Building the ultimate NOS DAC using TDA1541A

The treble boost is necessary since the Dac is reconstructing the analog signal with square steps and not infinitely short pulses at the sampling instants.

Rectangles in the time domain having the spectra of a sinc functions in in the frequency domain having more energy content at low frequencies, thus you need to apply the inverse of a sinc in the frequency domain to get a summed flat frequency response.

If you are using 1.5K I/V resistors you can use a 8.2mH inductor in series with the I/V resistor and 3.3nF across the R-L combo to form a resonable accurate sinc compensation filter.

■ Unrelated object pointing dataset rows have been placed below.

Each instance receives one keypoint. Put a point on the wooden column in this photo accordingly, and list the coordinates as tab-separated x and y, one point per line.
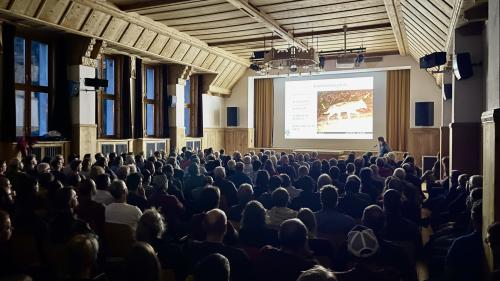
491	174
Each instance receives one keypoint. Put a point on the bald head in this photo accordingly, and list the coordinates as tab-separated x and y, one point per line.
293	235
215	224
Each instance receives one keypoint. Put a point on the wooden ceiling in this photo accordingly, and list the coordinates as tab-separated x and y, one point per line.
410	27
221	24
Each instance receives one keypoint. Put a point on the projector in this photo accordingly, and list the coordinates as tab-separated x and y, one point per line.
346	61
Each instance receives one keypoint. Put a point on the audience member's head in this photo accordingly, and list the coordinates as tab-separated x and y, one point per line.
374	218
253	216
274	183
142	263
245	193
119	191
209	199
134	182
280	197
86	189
293	235
80	257
151	226
66	199
362	243
5	226
317	273
215	225
329	197
392	202
214	267
324	179
306	216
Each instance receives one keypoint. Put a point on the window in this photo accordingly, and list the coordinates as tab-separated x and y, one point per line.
149	101
187	108
31	75
108	98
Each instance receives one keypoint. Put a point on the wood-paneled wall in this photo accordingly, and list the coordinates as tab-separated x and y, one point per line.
423	142
231	139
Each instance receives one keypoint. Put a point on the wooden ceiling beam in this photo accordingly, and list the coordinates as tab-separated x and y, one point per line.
268	22
395	14
147	4
300	35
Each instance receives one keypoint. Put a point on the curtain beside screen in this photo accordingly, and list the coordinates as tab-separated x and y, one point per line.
398	108
263	112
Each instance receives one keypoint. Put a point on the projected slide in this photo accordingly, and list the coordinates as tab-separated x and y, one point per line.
329	109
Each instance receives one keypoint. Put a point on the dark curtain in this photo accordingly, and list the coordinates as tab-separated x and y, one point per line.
61	104
8	131
398	109
199	108
165	102
126	112
263	112
139	126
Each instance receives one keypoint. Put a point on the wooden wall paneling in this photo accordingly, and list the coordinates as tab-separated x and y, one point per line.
4	4
465	147
97	22
53	10
146	39
76	15
158	44
191	55
423	142
27	7
170	48
180	51
200	58
208	61
445	144
216	64
115	29
491	175
131	34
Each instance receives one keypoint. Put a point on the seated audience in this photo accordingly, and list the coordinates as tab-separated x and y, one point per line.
214	267
280	212
254	232
215	226
142	264
245	195
330	220
364	248
317	273
291	259
239	177
120	212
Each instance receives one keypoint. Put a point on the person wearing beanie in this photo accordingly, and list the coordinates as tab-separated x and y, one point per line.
363	247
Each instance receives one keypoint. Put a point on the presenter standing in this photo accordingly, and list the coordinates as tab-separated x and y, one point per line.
383	147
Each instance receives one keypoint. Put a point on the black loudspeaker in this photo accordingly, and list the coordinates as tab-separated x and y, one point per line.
232	116
462	66
172	101
424	114
96	83
428	162
432	60
447	91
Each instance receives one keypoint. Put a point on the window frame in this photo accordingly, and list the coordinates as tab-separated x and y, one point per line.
154	102
27	86
102	97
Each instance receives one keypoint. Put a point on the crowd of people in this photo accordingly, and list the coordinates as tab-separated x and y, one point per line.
207	215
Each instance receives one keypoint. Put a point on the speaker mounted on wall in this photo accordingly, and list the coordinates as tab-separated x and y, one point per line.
232	116
447	91
424	114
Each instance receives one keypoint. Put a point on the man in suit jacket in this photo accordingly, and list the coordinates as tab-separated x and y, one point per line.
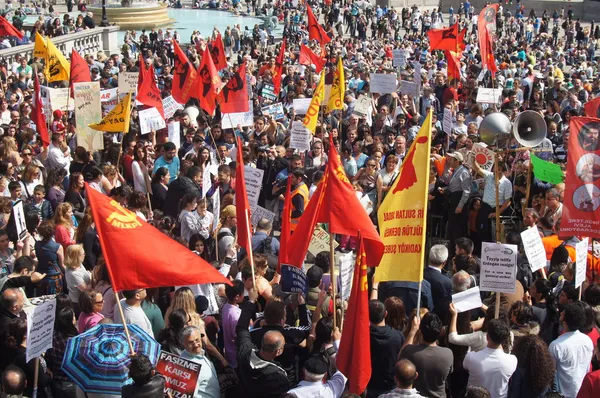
441	284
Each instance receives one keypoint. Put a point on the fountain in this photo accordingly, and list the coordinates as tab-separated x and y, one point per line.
132	14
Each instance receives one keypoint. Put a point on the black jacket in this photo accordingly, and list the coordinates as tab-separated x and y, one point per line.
259	378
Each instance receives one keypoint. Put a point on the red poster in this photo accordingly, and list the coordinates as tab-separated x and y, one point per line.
181	374
582	192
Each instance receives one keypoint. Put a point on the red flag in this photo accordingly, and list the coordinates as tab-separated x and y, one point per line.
242	206
234	95
184	76
285	226
315	30
331	203
308	57
354	356
7	29
148	92
592	107
444	39
140	256
37	116
209	83
279	68
217	52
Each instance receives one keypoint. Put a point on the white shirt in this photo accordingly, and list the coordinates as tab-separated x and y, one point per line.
490	368
572	353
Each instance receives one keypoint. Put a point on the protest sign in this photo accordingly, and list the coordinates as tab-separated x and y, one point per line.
498	267
293	280
382	83
320	241
150	119
580	261
300	137
534	248
467	300
88	110
40	328
181	375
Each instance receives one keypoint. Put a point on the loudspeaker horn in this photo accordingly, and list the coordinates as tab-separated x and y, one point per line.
495	129
529	129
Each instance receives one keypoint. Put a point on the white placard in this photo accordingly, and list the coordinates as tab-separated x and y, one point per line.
40	329
489	95
301	105
498	267
467	300
150	119
534	248
382	83
300	136
580	261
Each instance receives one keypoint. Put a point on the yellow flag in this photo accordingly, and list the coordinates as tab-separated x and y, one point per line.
57	66
117	120
338	88
39	49
403	214
312	113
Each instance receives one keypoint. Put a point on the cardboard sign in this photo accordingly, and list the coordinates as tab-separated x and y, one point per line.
534	248
40	328
293	280
181	375
320	242
498	267
300	136
382	83
150	119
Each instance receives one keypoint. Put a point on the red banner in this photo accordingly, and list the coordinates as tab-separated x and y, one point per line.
582	191
181	374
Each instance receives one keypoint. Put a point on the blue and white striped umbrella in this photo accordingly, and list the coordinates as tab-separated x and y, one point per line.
98	360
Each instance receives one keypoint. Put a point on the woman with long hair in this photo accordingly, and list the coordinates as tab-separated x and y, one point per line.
535	369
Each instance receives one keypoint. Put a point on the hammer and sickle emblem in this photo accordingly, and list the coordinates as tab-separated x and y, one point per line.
122	218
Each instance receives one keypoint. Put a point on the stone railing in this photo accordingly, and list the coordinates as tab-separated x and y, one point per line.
84	42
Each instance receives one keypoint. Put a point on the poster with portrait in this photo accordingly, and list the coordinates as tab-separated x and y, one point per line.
582	190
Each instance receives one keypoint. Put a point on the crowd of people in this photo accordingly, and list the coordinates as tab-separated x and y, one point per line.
542	341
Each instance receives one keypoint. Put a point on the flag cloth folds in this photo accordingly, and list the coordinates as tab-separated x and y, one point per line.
242	205
315	30
148	92
333	202
37	116
234	95
546	171
354	356
138	255
312	113
184	76
7	29
308	57
338	88
117	120
403	214
57	66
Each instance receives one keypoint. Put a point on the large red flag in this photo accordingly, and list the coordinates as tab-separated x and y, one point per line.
354	355
37	116
315	30
242	206
148	92
184	76
308	57
7	29
140	256
233	97
333	202
217	52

If you have an analog anti aliasing filter you can modify it by adjusting the Q as s3tup says to get some sinc compensation, you can use the R+L//C combo above as a model to mimic across the audio band.
 
You could avoid the need of sinc related treble boost by using an approximation of infinitely short pulses. Such pulses can be produced by a differentiating C-R circuit. The energy content will be very low after this circuit, that effect can be partly compensated by using high supply voltage (with a tube circuit). Another advantage of this circuit would be the natural insensitivity to jitter.
 
Too expensive, too low resolution (A/D conversion), and it doesn't capture the information I am interested in.

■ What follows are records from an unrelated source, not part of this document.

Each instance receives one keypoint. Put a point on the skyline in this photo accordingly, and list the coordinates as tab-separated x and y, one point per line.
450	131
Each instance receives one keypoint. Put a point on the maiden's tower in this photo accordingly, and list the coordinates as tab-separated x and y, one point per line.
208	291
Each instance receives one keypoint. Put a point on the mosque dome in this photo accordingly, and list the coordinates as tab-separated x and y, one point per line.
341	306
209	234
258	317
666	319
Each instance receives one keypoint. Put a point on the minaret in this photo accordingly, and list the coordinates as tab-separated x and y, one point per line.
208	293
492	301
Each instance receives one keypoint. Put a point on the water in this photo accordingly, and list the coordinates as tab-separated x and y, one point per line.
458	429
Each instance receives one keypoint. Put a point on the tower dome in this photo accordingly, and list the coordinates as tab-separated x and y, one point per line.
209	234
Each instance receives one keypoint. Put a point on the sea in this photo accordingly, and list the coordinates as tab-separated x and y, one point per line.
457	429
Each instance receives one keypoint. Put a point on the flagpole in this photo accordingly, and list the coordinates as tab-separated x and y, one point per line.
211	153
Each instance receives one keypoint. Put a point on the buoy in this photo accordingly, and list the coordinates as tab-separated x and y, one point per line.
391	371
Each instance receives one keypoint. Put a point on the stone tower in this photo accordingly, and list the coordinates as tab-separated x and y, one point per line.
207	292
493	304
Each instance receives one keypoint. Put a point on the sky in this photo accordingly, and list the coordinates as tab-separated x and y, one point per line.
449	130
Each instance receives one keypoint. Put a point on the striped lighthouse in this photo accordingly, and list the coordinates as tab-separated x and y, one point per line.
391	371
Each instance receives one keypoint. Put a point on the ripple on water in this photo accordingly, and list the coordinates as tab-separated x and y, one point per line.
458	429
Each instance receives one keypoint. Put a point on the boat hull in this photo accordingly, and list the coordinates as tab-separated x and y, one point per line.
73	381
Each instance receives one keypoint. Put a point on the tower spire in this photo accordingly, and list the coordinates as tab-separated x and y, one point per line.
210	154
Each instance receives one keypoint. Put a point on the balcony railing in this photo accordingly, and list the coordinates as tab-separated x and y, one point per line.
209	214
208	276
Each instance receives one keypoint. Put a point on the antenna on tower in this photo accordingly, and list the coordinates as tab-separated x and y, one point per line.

I reviewed your interferences.
The 2,5 kHz interferences are only ca. -16 dB below the 50 Hz.

Even the worst playtoy analyzer with 8 bit resolution = 48 dB dynamic range will show that and many more things you can not see with your scope.

As far as I know, energy from various sources is bundled together in the net, even from foreign power plants on demand. Either one of these sources is dirty or you have a big maschine somewhere in a factory spoiling the energy net.

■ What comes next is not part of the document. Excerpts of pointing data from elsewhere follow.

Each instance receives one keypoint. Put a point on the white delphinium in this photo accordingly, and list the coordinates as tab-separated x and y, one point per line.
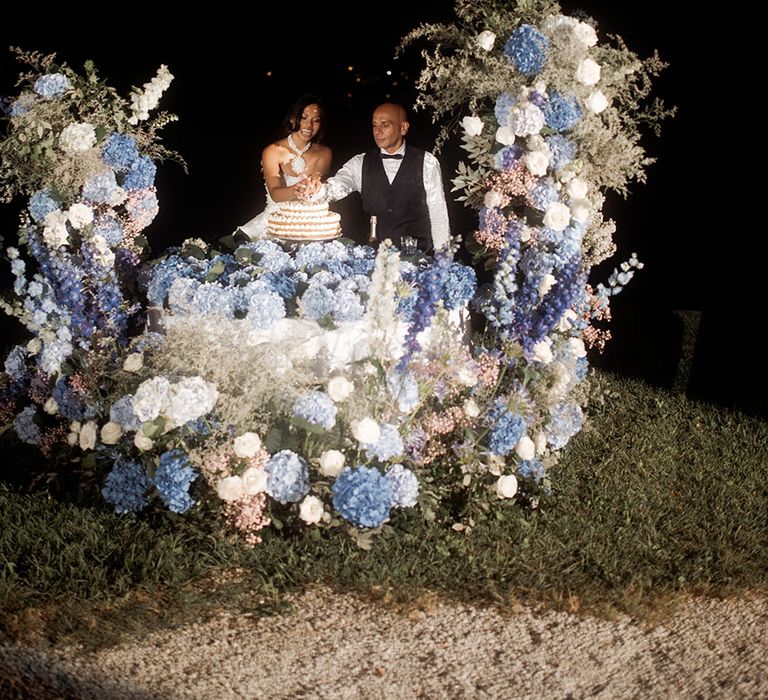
485	40
143	101
77	137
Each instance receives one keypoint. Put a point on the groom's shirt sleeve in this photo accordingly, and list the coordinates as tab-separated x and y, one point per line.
438	211
348	179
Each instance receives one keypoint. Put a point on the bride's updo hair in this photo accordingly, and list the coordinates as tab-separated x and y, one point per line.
293	118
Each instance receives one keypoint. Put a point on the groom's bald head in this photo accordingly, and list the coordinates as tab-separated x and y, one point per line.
390	125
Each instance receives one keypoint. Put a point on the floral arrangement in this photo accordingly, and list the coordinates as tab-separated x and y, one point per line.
327	384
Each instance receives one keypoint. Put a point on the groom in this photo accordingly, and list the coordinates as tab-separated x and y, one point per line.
401	185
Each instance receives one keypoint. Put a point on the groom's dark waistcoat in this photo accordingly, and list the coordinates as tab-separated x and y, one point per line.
400	208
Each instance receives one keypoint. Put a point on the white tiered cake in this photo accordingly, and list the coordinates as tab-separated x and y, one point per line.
304	221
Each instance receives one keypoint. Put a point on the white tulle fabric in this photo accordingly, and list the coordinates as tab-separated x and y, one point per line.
256	228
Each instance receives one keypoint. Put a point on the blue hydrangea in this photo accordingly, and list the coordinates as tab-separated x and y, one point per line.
503	108
317	302
126	486
389	444
527	49
141	175
25	426
506	158
543	193
403	387
316	408
562	112
362	496
460	286
563	150
565	421
288	477
100	188
173	478
265	309
405	486
531	469
41	204
346	306
108	228
122	413
507	429
16	362
52	85
120	152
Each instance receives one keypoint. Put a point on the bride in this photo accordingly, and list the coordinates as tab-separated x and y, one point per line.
293	162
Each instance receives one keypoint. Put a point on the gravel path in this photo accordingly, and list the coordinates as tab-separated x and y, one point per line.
338	646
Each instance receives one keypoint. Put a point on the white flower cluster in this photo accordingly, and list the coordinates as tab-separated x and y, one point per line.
143	101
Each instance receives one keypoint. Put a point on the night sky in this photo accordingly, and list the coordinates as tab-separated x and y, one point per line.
236	73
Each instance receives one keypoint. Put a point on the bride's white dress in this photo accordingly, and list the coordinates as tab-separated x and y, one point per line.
256	228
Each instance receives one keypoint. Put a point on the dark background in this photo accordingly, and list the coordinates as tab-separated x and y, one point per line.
236	72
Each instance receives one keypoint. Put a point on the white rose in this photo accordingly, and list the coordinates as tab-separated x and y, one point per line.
311	510
505	135
585	33
366	430
525	448
580	209
88	435
331	463
473	126
557	216
537	162
547	282
588	72
254	481
577	188
142	442
493	199
485	40
506	486
471	409
542	351
339	389
596	102
111	432
247	444
134	362
576	347
77	137
80	215
230	488
566	320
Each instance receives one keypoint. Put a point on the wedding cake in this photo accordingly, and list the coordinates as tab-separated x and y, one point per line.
304	221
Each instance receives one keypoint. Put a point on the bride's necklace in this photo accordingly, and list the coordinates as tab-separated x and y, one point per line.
298	164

Anyway, the 2,5 kHz will be smoothed out 99% by the first cap in your psu.
Can you still measure it after a simple regulator ?
 
Hi -ecdesigns-
At the beginning of this thread I was focussing on sample amplitude, smooth signals, low THD and so on. This resulted in the DI system that smoothens the NOS DAC output signal.

I supposed that you interest in the first place quality of the sound, rather then «
sample duration and sample shape».

This has resulted in reverting to one DAC chip, placing main focus on sample duration and sample shape.
You wrote that with increase the chip number sound became much clearer, detailed (for instance, posts #1, #9, #73 and so on). Was this an illusion?

Serg
 
Hi -ecdesigns-

I supposed that you interest in the first place quality of the sound, rather then «
sample duration and sample shape».


You wrote that with increase the chip number sound became much clearer, detailed (for instance, posts #1, #9, #73 and so on). Was this an illusion?

Serg

Audio is an illusion :checked:

A DAC signal that passes a brickwall filter is a smooth signal.
Everything else is :censored:
Ok. Everything else is a staircase.

And before EC will teach me that a brickwall is not acceptable for highly transparent sound because many reasons and his many listening tests...
( But a staircase is... because the speakers... and the ear... )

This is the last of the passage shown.